Cosa vuol dire, da infermiera italiana, affrontare la quotidianità dei centri immigrazione?
Rappresenta una realtà emotivamente dura, riflessiva. Ti porta a ragionare e rivalutare. Come le missioni all’estero, soltanto in Italia!
L’ambiente soffre molto dell’umore degli ospiti: spesso è allegro e gioioso, molte volte preoccupato e cupo. Molti si portano dietro storie terribili ed essere sottoposti a tanti controlli li sfianca. I bambini sono eccezionali e le madri gli cantano nella loro lingua.
Arrivando presto al cuore dell’intervista: cosa senti mentre in mare aperto stai per raggiungere una di queste navi della speranza?
E’ un’esperienza particolare. Non ho mai lavorato sull’ambulanza ma forse può assomigliare al periodo prima dell’arrivo ad uno scenario da codice rosso. Sai che ti aspetta qualcosa per il quale devi essere fermo, professionale, intellettualmente sobrio. Ma l’emozione c’è ed ogni onda la senti che sale fino alla gola.
A quanti soccorsi in mare aperto hai partecipato?
Tre. Uno in realtà poi si è rivelato solo una scorta fino a terra, la barca era in buone condizioni. Gli altri due invece sono stati pesanti.
Salire su di una di queste navi: come ti sei sentita?
Noi eravamo di supporto alla guardia costiera e al personale sanitario addetto al soccorso in mare, quindi avevamo un atteggiamento un pò “ospite” inteso che attendevamo ordini. Quando sono salita sulla prima “nave” mi sono subito accorta delle condizioni veramente instabili dell’ambiente. L’igiene non è possibile senza acqua e sapone, in uno spazio sporco e destinato a ricevere un terzo o anche meno degli effettivi ospiti. C’erano bambini talmente sporchi da avere gli occhi impastati e la bocca sporca già intorno alle labbra. I malati li mettono in un angolo finchè non muoiono, poi li gettano in mare. C’era anche un uomo con un taglio profondo molto infetto.

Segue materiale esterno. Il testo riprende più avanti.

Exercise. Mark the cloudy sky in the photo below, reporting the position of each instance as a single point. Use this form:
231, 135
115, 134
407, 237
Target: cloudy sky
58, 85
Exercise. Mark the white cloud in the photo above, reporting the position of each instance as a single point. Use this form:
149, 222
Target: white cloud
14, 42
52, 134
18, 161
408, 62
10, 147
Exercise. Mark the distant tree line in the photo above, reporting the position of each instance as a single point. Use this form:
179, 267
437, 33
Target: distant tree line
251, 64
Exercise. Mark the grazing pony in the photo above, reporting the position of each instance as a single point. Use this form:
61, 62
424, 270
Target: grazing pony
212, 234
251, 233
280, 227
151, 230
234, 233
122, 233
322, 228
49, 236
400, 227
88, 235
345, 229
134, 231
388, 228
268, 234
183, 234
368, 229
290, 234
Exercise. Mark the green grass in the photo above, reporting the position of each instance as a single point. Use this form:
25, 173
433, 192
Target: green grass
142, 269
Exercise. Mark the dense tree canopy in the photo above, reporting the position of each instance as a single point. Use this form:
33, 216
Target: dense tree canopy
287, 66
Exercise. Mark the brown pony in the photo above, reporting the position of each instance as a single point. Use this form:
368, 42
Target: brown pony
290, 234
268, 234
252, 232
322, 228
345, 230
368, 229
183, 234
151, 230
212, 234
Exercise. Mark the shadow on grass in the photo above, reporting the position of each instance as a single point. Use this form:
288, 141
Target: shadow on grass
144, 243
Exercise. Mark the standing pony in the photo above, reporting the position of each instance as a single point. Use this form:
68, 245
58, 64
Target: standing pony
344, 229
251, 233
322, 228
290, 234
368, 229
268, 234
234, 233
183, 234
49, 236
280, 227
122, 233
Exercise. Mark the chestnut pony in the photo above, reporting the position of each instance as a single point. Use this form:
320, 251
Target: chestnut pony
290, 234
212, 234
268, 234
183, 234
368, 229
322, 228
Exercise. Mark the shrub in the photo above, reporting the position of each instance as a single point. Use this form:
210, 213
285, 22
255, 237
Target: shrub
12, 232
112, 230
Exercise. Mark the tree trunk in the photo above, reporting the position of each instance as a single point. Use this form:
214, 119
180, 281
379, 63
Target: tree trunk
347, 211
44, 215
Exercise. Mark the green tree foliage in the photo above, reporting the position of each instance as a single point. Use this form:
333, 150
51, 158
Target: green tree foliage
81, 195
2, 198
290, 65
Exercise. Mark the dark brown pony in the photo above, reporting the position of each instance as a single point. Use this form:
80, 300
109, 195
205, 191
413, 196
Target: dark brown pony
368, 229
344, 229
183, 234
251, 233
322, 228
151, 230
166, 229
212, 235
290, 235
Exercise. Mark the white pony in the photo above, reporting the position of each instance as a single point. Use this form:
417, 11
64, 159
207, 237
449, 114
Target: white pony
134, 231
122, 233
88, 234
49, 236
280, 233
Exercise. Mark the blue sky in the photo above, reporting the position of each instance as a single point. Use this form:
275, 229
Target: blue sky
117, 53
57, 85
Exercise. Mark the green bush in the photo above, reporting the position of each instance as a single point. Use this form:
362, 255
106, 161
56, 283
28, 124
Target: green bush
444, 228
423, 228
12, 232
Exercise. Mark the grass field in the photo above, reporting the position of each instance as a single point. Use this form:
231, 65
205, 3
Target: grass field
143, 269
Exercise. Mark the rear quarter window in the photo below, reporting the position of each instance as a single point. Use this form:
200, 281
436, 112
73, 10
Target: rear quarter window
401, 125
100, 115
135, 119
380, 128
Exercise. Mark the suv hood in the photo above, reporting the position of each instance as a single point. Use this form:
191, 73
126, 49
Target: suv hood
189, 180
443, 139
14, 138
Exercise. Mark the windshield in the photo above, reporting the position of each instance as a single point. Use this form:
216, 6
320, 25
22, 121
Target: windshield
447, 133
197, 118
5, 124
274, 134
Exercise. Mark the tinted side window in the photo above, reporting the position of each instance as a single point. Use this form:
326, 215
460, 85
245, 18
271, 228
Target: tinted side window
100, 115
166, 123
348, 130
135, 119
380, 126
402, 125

Cosa potevi leggere sui loro volti?
La principale cosa che ho visto è stata la rassegnazione a una vita privata della dignità, dell’identità, della certezza di un futuro e di un presente. La speranza c’era e qualche lampo di gioia per essere arrivati. Il viaggio per quasi tutti inizia oltre il sahara ed è uno dei flussi migratori più duri mai esistiti nella storia. Non è da dimenticare, non è un particolare.
Cosa ti ha lasciato questa esperienza?
La consapevolezza di una verità che credevo più soft. Poi come ho detto ai miei genitori, mi ha aperto la mente più di tutti i libri di Tiziano Terzani messi insieme!
Grazie della bellissima testimonianza e complimenti per la sensibilità!